Cuando le pido que me defina a Nayara como alumna, Verónica habla sin dudarlo de una niña “muy buena, muy trabajadora, muy cariñosa y muy madura para su edad”. Para los padres nunca es fácil hablar de nuestros hijos, pero también le pido lo mismo a Mari Carmen. Dice que le faltan palabras. Con niñas como Nayara a veces el diccionario se queda corto. Eso sí, si tuviese que destacar algo de ella sería que es una luchadora incansable. “Hemos pasado mucho y ella siempre ha sabido estar a la altura de las circunstancias”, susurra emocionada.

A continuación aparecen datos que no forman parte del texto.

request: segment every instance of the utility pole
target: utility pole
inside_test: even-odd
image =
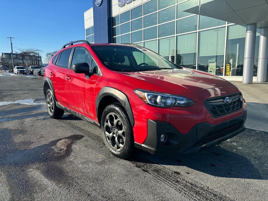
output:
[[[13,38],[12,37],[7,37],[6,38],[7,38],[10,39],[10,43],[11,44],[11,57],[12,58],[12,66],[13,67],[13,68],[12,69],[12,71],[13,72],[14,72],[14,62],[13,61],[13,50],[12,49],[12,42],[11,42],[11,39],[15,39],[15,38]]]

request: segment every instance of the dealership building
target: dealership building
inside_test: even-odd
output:
[[[268,0],[93,0],[90,43],[133,43],[178,65],[268,81]]]

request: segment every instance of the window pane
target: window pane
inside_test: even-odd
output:
[[[176,0],[159,0],[159,10],[174,5],[176,3]]]
[[[91,36],[87,36],[87,41],[89,43],[91,42]]]
[[[158,26],[159,38],[175,34],[175,22],[171,22]]]
[[[157,53],[158,52],[157,40],[151,40],[150,41],[144,42],[144,47]]]
[[[113,18],[113,26],[119,25],[120,24],[120,17],[119,15]]]
[[[130,42],[130,34],[123,35],[121,36],[121,43],[125,43]]]
[[[225,21],[218,20],[215,18],[200,15],[199,18],[199,29],[207,29],[218,26],[225,25],[226,22]]]
[[[118,36],[120,35],[120,26],[118,26],[113,28],[114,30],[114,36]]]
[[[130,11],[129,10],[120,15],[120,22],[121,24],[126,22],[130,20]]]
[[[142,28],[142,18],[131,21],[131,31]]]
[[[157,0],[152,0],[143,4],[143,14],[152,13],[157,10]]]
[[[177,34],[197,30],[197,16],[184,18],[177,21]]]
[[[224,27],[199,32],[198,70],[223,75],[225,29]]]
[[[142,30],[131,33],[132,43],[136,43],[137,42],[142,41],[143,40]]]
[[[114,43],[120,43],[120,36],[118,36],[113,38]]]
[[[123,24],[121,24],[121,34],[125,34],[130,32],[130,22],[128,22]]]
[[[159,54],[173,63],[175,60],[175,44],[174,36],[163,38],[159,39],[158,47]]]
[[[176,8],[173,6],[159,12],[159,24],[175,20]]]
[[[157,27],[144,29],[144,40],[153,39],[157,38]]]
[[[198,0],[190,0],[177,5],[177,19],[193,14],[184,10],[198,5]]]
[[[92,58],[88,51],[84,48],[77,47],[75,50],[72,61],[71,68],[72,68],[73,65],[79,63],[86,63],[88,66],[91,66],[91,60]],[[89,70],[89,69],[88,69]]]
[[[196,69],[197,34],[193,33],[177,36],[176,64]]]
[[[157,24],[157,13],[155,13],[143,17],[143,26],[144,28]]]
[[[85,34],[87,36],[91,35],[91,28],[89,28],[85,30]]]
[[[70,48],[61,52],[59,61],[59,66],[62,67],[68,67],[69,65],[69,58],[72,49],[72,48]]]
[[[142,5],[131,9],[131,20],[137,18],[142,16]]]

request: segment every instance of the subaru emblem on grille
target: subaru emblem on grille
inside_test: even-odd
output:
[[[232,101],[233,99],[232,99],[232,98],[230,98],[230,97],[226,97],[226,98],[224,99],[224,102],[227,104],[230,104],[232,102]]]

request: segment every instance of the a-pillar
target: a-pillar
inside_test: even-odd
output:
[[[243,72],[243,84],[251,84],[253,81],[256,31],[257,26],[256,24],[248,24],[247,25]]]
[[[266,81],[268,67],[268,28],[263,28],[260,36],[257,81]]]

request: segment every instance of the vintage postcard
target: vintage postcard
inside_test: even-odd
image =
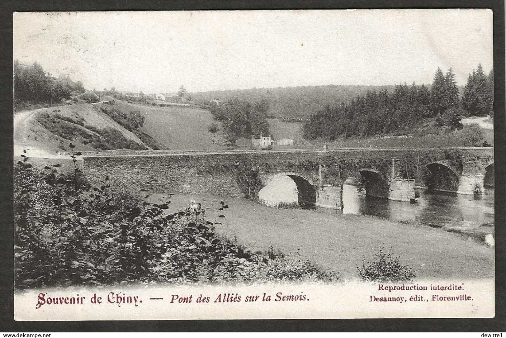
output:
[[[18,321],[492,317],[487,9],[16,12]]]

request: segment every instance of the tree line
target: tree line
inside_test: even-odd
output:
[[[36,62],[23,65],[18,60],[14,65],[14,103],[21,107],[23,103],[58,103],[71,98],[73,93],[86,91],[80,81],[73,82],[68,77],[56,78],[46,73]]]
[[[461,97],[451,68],[438,68],[430,88],[425,85],[395,86],[393,92],[368,91],[351,101],[328,105],[304,124],[305,138],[333,140],[409,130],[432,120],[435,126],[462,127],[460,120],[493,114],[493,71],[484,74],[481,65],[470,74]]]
[[[250,103],[233,99],[219,105],[210,103],[209,109],[215,119],[221,122],[228,144],[234,144],[239,137],[258,138],[261,133],[269,133],[269,103],[265,100]]]
[[[327,85],[276,88],[252,88],[236,90],[192,93],[194,102],[205,102],[213,99],[228,101],[233,98],[254,103],[265,100],[269,103],[269,117],[285,120],[305,120],[315,111],[327,105],[347,101],[368,90],[393,90],[394,86],[345,86]]]

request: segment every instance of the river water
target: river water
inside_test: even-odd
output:
[[[480,226],[494,223],[494,189],[481,197],[429,193],[419,189],[417,202],[391,201],[366,196],[352,185],[343,188],[343,214],[378,216],[394,221],[416,221],[434,227]]]

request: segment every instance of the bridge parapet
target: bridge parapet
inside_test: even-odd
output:
[[[269,177],[285,173],[300,176],[314,186],[316,204],[339,209],[342,207],[343,182],[359,177],[364,168],[371,168],[384,178],[388,185],[388,193],[384,196],[386,198],[409,200],[411,188],[425,179],[429,171],[427,166],[431,163],[439,163],[454,173],[458,181],[456,192],[474,193],[476,184],[480,179],[483,181],[485,168],[493,162],[493,148],[123,150],[83,153],[82,158],[85,173],[92,182],[109,176],[111,180],[128,185],[134,190],[234,197],[247,195],[247,190],[258,193],[261,188],[245,187],[238,177],[241,174],[239,167],[258,172],[264,185],[268,184]]]

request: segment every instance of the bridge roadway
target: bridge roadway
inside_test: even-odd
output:
[[[295,182],[299,197],[306,192],[301,200],[339,209],[343,182],[353,178],[366,181],[367,194],[394,200],[414,199],[416,179],[429,176],[434,190],[482,193],[493,148],[117,150],[82,152],[82,158],[90,182],[107,176],[133,191],[256,199],[264,187],[286,176]]]
[[[305,148],[305,149],[271,149],[271,150],[132,150],[132,149],[115,149],[113,150],[97,150],[91,151],[81,151],[85,157],[130,157],[130,156],[173,156],[180,155],[212,155],[227,154],[273,154],[284,153],[311,153],[311,152],[346,152],[350,151],[382,151],[385,150],[403,151],[403,150],[493,150],[493,147],[446,147],[434,148],[412,148],[412,147],[396,147],[396,148],[335,148],[331,149],[323,148]],[[72,152],[66,151],[58,153],[60,155],[69,155]]]

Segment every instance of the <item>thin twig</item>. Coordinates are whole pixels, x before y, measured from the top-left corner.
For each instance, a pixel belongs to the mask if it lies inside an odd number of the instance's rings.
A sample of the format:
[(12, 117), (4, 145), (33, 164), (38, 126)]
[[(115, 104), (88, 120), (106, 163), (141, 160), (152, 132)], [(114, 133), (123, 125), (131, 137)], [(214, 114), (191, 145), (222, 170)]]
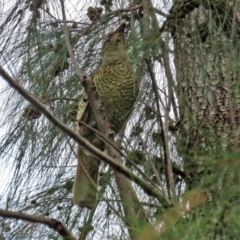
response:
[(57, 117), (55, 117), (49, 110), (45, 108), (45, 106), (36, 98), (33, 94), (28, 92), (22, 86), (18, 84), (18, 82), (14, 81), (12, 77), (8, 75), (8, 73), (0, 66), (0, 75), (5, 79), (9, 85), (18, 91), (26, 100), (28, 100), (34, 107), (36, 107), (43, 115), (46, 116), (48, 120), (50, 120), (56, 127), (58, 127), (62, 132), (66, 133), (70, 138), (74, 139), (78, 144), (81, 145), (86, 151), (90, 152), (96, 158), (101, 159), (102, 161), (108, 163), (111, 167), (121, 172), (130, 180), (137, 183), (142, 189), (148, 193), (149, 195), (155, 196), (159, 201), (163, 204), (164, 207), (169, 207), (170, 202), (163, 196), (163, 194), (156, 189), (155, 187), (149, 185), (144, 180), (140, 179), (138, 176), (134, 175), (132, 171), (122, 166), (115, 160), (113, 160), (110, 156), (100, 151), (98, 148), (94, 147), (90, 142), (88, 142), (85, 138), (81, 137), (71, 128), (69, 128), (66, 124), (60, 121)]
[(56, 232), (58, 232), (59, 235), (61, 235), (66, 240), (77, 240), (60, 221), (54, 218), (36, 216), (33, 214), (26, 214), (22, 212), (13, 212), (13, 211), (4, 210), (4, 209), (0, 209), (0, 216), (5, 218), (25, 220), (33, 223), (42, 223), (49, 226)]
[(174, 183), (174, 176), (173, 176), (173, 170), (172, 170), (172, 162), (170, 159), (170, 155), (169, 155), (169, 151), (168, 151), (168, 143), (167, 143), (167, 132), (165, 132), (165, 128), (163, 125), (163, 121), (161, 118), (161, 113), (160, 113), (160, 106), (159, 106), (159, 99), (160, 99), (160, 95), (157, 91), (157, 82), (155, 79), (155, 75), (152, 71), (152, 67), (150, 65), (150, 62), (148, 59), (146, 59), (146, 63), (149, 69), (149, 73), (152, 79), (152, 84), (153, 84), (153, 91), (155, 93), (155, 97), (156, 97), (156, 105), (157, 105), (157, 119), (159, 121), (160, 124), (160, 129), (161, 129), (161, 136), (162, 136), (162, 140), (163, 140), (163, 149), (164, 149), (164, 161), (165, 161), (165, 166), (166, 166), (166, 170), (165, 170), (165, 175), (166, 175), (166, 179), (167, 179), (167, 188), (169, 193), (171, 192), (171, 194), (169, 194), (169, 196), (172, 196), (173, 198), (176, 197), (176, 193), (175, 193), (175, 183)]

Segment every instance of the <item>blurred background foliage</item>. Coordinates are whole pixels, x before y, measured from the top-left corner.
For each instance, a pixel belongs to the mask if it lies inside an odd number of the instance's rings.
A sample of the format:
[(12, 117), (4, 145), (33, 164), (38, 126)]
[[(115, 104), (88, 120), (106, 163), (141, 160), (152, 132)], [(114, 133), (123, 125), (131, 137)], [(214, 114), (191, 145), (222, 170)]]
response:
[[(240, 1), (71, 0), (65, 12), (74, 55), (88, 74), (101, 64), (107, 33), (128, 23), (128, 57), (141, 84), (123, 163), (174, 205), (164, 209), (133, 184), (158, 233), (148, 224), (139, 234), (238, 239)], [(83, 87), (66, 48), (60, 1), (2, 0), (0, 39), (1, 66), (74, 129)], [(96, 209), (74, 206), (76, 143), (3, 80), (0, 97), (0, 208), (56, 218), (81, 240), (130, 239), (112, 169), (102, 167)], [(1, 218), (0, 239), (59, 236)]]

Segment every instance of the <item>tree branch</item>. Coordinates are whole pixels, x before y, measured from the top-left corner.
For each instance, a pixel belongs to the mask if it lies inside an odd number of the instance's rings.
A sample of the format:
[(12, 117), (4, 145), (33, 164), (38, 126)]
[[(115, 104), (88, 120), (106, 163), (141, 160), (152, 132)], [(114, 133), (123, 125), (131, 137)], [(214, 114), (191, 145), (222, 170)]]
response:
[(13, 212), (3, 209), (0, 209), (0, 216), (5, 218), (25, 220), (33, 223), (42, 223), (58, 232), (66, 240), (77, 240), (60, 221), (54, 218), (47, 218), (44, 216), (36, 216), (32, 214)]

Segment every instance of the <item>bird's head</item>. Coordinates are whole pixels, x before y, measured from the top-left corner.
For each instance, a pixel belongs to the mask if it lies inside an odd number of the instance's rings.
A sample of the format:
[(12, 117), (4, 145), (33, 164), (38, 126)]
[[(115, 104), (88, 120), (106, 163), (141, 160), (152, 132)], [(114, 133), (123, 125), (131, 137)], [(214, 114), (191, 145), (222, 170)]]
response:
[(103, 60), (110, 62), (114, 59), (125, 56), (125, 39), (124, 30), (126, 23), (123, 22), (121, 25), (113, 32), (107, 35), (107, 38), (103, 44)]

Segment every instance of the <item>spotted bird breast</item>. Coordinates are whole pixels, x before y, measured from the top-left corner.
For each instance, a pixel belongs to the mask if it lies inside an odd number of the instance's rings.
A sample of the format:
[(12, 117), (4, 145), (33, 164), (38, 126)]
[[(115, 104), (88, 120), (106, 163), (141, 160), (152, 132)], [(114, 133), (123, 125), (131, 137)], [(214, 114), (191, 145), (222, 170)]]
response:
[(138, 80), (127, 60), (102, 65), (93, 82), (115, 131), (119, 131), (129, 116), (138, 94)]

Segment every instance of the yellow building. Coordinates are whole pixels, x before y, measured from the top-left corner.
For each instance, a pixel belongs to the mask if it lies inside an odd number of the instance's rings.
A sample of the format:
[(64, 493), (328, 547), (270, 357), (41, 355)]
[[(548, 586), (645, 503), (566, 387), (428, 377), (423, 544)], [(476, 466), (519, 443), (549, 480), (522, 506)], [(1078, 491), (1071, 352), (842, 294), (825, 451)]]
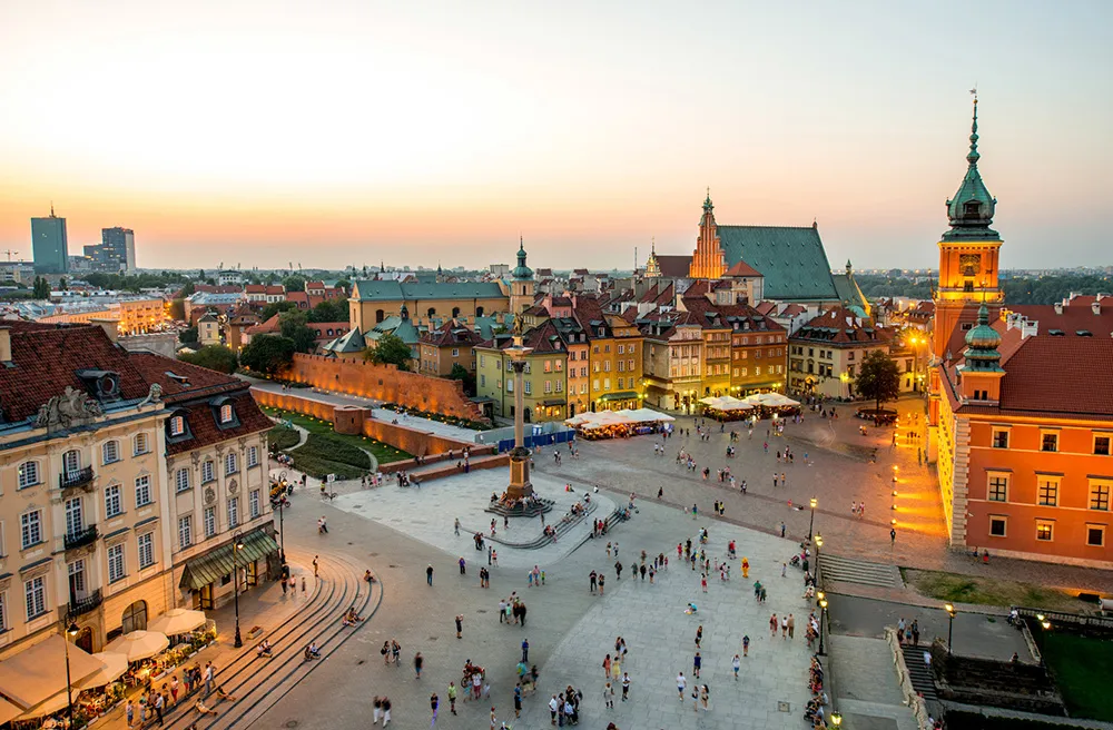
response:
[(274, 552), (270, 422), (249, 389), (128, 353), (108, 329), (0, 325), (0, 659), (67, 616), (93, 652), (167, 609), (205, 606), (184, 575), (196, 560), (219, 565), (234, 530)]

A mí lo que más me ha gustado del libro, le digo a Mari Carmen poco antes de colgar, es el mensaje que deja, la lección de vida que nos da a los adultos su hija de nueve años pidiéndonos cuidar el planeta, abandonar el materialismo vacío y levantar la vista de las pantallas de nuestros teléfonos para mirar de frente a esas pequeñas cosas que de verdad importan. Cuántos buenos momentos y abrazos perdidos por nuestra incapacidad de vivir y valorar las cosas simples del presente. “Creo que todo lo que ha vivido mi hija le ha servido para ver las cosas de otra forma, para fijarse en esas cosas pequeñas que nosotros no vemos. Por eso desde que nació siempre nos está dando lecciones de vida a quienes la rodeamos”.
Ahora, también, a quienes la leemos. Lo primero que voy a hacer tras escribir el punto final de este artículo es abrazar muy fuerte a mis hijos.